Mar 23

March 23.10: Reyes cleared to play.

With his thyroid With his thyroid levels having stabilized, the Mets cleared Jose Reyes to resume baseball activities this afternoon. The Mets expect him on the field tomorrow, but have not said when he’ll play in an exhibition game.

General manager Omar Minaya wouldn’t discount either Reyes being ready for Opening Day or on the disabled list. Bet the latter.

General manager Omar Minaya said the team still isn’t sure if Reyes will be ready for Opening Day. He didn’t discount the possibility that Reyes might have to begin the season on the disabled list.

“Right now let’s just get him here,” Minaya said. “The good thing is we still have close to two weeks to go. I can’t tell you if he’s going to be ready for Opening Day. But the reality is, we’re happy to get him back. All the players are excited, and he’s excited.”

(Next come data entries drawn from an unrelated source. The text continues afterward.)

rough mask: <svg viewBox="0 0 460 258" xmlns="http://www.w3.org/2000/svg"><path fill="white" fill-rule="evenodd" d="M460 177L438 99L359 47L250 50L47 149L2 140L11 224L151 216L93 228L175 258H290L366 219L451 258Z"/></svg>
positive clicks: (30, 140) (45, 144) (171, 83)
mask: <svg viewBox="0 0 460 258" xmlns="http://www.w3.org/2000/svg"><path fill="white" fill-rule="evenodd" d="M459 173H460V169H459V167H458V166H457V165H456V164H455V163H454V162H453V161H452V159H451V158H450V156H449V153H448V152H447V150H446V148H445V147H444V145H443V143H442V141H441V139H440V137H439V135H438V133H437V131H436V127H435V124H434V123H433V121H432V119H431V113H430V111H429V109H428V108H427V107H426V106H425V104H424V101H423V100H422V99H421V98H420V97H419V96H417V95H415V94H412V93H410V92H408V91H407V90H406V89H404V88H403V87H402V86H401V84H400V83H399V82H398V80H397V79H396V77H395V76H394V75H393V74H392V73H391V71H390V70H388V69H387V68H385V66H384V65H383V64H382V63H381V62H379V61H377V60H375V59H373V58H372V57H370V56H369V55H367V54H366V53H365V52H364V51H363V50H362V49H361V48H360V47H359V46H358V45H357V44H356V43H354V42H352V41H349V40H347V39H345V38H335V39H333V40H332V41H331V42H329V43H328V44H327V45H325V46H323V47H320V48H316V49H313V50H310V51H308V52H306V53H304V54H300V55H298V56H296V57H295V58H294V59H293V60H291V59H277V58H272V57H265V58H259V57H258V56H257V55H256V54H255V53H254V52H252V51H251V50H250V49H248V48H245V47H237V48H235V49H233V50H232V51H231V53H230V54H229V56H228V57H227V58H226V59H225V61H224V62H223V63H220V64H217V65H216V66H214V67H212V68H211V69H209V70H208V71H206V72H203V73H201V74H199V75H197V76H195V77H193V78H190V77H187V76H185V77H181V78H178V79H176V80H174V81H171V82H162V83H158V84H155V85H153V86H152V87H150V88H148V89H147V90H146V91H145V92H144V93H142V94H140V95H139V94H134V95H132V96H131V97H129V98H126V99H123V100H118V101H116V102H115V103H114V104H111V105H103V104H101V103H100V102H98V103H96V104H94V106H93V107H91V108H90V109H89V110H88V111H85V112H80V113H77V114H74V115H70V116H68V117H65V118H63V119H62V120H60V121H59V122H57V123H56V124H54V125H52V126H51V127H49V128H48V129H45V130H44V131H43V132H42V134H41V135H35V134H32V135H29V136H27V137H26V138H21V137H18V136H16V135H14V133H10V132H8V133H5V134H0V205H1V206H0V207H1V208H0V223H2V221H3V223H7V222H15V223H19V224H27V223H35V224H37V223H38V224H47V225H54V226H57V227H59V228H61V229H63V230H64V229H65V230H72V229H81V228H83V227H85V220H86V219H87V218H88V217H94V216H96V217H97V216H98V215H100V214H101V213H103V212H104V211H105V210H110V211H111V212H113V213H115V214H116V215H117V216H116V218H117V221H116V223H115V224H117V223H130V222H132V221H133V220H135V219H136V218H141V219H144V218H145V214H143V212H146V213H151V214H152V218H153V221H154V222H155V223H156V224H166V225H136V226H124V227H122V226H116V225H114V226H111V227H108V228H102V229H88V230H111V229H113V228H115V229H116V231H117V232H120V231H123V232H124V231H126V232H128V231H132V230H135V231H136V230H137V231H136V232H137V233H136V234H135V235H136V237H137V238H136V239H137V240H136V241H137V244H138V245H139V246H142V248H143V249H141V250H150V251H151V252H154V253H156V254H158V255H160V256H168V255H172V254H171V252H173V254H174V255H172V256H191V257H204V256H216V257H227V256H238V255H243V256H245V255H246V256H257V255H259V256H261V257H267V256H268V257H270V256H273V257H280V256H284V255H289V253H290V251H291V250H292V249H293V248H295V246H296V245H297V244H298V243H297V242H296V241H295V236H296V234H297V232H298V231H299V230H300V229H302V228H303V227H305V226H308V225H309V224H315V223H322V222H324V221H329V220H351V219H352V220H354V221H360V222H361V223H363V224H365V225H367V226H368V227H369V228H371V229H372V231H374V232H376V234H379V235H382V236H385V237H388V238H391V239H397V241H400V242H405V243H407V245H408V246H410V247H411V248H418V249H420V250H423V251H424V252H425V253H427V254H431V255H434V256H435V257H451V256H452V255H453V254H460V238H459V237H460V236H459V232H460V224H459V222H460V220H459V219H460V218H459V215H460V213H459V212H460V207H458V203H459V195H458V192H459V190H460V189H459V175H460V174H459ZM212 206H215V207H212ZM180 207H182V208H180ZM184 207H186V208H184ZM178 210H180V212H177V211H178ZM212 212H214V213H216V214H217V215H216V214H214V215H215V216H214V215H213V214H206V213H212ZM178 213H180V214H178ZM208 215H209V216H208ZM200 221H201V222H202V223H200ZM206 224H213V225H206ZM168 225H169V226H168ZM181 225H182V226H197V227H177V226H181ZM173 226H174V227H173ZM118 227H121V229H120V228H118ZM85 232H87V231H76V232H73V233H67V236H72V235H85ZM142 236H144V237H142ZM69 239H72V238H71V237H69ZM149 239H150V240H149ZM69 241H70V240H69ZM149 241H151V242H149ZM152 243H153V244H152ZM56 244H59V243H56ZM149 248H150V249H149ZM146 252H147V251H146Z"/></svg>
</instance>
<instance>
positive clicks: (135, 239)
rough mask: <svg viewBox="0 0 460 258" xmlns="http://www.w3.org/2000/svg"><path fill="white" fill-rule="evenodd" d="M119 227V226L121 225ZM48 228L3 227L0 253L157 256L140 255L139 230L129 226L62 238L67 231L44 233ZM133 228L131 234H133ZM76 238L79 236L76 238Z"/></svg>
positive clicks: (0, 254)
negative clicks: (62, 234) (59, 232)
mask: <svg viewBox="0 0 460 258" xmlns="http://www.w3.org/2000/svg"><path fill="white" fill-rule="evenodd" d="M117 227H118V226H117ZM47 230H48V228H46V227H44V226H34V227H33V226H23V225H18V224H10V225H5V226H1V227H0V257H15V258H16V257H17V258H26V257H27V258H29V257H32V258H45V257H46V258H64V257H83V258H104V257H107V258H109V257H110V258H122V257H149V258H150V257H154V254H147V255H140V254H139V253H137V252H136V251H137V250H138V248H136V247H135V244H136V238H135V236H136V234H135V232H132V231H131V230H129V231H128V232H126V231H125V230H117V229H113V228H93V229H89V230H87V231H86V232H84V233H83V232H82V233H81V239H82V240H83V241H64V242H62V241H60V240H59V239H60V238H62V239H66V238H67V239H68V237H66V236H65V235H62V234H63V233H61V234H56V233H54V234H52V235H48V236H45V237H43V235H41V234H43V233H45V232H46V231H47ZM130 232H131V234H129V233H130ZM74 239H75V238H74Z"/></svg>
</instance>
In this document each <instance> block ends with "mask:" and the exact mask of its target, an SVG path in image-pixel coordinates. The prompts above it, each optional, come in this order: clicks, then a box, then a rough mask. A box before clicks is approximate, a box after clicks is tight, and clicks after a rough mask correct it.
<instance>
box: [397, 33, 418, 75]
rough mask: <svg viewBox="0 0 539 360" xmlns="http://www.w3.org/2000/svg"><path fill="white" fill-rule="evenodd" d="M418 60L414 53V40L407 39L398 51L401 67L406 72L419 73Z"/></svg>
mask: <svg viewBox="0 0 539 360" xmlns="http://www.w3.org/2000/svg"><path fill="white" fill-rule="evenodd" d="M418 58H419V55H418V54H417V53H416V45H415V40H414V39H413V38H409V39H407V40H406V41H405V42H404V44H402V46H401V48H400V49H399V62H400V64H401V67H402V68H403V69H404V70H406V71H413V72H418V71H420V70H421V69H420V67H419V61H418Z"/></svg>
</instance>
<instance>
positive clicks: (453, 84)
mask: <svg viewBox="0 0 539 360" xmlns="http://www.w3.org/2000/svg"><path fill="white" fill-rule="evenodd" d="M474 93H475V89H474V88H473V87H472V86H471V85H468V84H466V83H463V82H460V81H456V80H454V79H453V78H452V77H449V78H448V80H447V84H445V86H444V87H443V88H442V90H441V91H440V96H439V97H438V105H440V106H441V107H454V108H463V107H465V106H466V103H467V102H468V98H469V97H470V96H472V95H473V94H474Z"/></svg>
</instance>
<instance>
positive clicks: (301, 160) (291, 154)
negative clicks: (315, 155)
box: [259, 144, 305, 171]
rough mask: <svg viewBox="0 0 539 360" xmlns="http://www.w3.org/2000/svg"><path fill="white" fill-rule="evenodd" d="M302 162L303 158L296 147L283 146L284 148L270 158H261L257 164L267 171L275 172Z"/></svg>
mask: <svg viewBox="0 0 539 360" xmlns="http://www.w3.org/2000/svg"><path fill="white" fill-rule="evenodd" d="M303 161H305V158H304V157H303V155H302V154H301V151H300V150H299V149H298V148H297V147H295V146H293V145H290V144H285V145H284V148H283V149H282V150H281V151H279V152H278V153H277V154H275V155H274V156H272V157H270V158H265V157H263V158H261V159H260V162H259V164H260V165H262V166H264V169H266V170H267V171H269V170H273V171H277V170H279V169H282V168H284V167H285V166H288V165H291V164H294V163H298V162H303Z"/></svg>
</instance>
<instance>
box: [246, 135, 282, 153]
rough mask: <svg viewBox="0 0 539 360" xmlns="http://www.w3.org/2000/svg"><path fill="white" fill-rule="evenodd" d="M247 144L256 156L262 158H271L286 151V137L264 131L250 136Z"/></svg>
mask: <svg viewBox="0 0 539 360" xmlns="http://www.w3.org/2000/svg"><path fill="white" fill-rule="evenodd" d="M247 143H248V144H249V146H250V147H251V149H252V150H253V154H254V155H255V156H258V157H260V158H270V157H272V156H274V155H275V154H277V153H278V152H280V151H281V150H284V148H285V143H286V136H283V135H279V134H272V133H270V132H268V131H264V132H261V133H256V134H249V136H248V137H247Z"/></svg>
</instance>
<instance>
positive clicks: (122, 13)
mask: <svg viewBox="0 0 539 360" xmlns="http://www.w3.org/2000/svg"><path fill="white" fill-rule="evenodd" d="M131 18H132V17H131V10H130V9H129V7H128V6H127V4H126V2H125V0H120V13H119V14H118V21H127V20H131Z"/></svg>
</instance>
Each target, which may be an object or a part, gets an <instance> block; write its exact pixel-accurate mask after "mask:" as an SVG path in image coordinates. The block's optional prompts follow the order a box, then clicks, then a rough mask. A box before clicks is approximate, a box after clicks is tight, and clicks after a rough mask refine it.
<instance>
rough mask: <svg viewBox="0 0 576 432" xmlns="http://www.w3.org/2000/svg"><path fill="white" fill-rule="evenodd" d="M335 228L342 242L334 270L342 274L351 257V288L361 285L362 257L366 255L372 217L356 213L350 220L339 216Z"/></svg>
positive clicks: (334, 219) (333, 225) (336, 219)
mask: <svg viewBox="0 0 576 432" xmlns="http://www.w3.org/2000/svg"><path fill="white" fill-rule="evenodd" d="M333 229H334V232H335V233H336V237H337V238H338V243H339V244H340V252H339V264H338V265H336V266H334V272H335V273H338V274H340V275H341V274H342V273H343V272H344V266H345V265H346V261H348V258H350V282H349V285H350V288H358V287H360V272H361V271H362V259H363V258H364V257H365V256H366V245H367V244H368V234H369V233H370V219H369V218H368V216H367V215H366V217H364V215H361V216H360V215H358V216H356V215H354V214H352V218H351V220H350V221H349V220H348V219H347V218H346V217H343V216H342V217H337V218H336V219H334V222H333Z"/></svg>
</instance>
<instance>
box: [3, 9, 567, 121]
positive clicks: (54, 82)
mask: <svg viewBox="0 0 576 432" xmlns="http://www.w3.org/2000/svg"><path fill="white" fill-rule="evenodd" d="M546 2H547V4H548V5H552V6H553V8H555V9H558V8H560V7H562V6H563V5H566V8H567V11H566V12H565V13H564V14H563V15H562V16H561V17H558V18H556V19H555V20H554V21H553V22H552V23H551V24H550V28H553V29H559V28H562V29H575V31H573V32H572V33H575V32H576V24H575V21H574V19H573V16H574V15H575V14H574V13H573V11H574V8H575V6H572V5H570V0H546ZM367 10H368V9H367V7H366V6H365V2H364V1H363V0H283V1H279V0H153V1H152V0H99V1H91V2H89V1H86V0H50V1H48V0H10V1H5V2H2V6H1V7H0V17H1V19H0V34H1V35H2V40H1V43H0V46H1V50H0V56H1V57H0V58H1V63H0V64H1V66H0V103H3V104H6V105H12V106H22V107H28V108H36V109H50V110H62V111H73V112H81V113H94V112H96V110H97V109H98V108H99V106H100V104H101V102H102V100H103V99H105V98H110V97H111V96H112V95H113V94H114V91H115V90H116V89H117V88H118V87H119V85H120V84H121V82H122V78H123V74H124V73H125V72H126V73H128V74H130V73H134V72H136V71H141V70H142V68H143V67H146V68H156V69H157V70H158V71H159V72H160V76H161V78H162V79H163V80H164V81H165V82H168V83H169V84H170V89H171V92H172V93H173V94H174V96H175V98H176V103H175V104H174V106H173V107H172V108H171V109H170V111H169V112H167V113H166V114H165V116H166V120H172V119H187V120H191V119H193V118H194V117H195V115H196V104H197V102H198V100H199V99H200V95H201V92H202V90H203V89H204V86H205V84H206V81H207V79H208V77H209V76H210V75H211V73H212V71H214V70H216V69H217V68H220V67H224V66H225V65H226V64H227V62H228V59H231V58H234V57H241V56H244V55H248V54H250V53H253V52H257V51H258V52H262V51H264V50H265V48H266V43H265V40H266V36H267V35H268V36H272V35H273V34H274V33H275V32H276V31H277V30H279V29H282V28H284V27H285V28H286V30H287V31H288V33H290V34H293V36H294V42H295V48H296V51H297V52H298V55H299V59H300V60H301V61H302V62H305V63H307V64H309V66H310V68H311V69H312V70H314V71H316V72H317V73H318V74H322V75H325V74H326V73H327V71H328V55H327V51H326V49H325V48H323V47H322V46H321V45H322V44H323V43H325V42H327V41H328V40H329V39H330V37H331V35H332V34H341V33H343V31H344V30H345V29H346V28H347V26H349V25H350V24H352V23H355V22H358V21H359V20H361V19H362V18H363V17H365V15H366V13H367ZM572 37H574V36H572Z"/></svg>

Reyes was diagnosed in early March with a hyperactive thyroid, and originally he was to be out two to eight weeks. The doctors prescribed rest and a change of diet (cutting back on seafood).

Mar 12

March 12.10: Have to wonder about Reyes.

Let’s do the math. Two weeks from today puts us a week before spring training. Then Reyes has to start over, because they aren’t going to push him and certainly don’t want to rush him considering his hamstring. That puts us at the middle of April. And, since nothing with the Mets ever goes as planned, and there is no such thing as a best-case scenario, we’re not going to see Reyes before May.

Is anybody to blame for this or is it simply just another case of bad luck for the Mets?

Just because Reyes can’t eat seafood doesn’t automatically mean his overactive thyroid resulted by diet. Is it diet, heredity or some other external factor that caused the spike in Reyes’ thyroid levels?

The elephant in the room is HGH.

Reyes was treated Dr. Anthony Galea, who is under investigation after being charged with attempting to HGH into the United States. Reyes denies taking the stuff, that he only had the blood-spinning treatment. Who knows? Maybe it was the blood-spinning treatment that’s the cause.

Even so, MLB doesn’t test for HGH and since there is a correlation between HGH and thyroid levels (an excellent article this week in the Daily News), we can’t dismiss it out of hand. Would you really be surprised?

Maybe we’ll never know the cause. Hopefully, his levels will stabilize and this won’t be an issue again. But, for now there is speculation.

What is known is that the Mets are again a team with its core on the sideline. Don’t count on seeing Reyes or Beltran in April, and if the pitching doesn’t come around they could be in serious trouble before either returns.

The Mets spent the offseason counting on their injured returning and their pitching would improve. Well, half of that wish hasn’t been answered. It remains to be seen about the other half.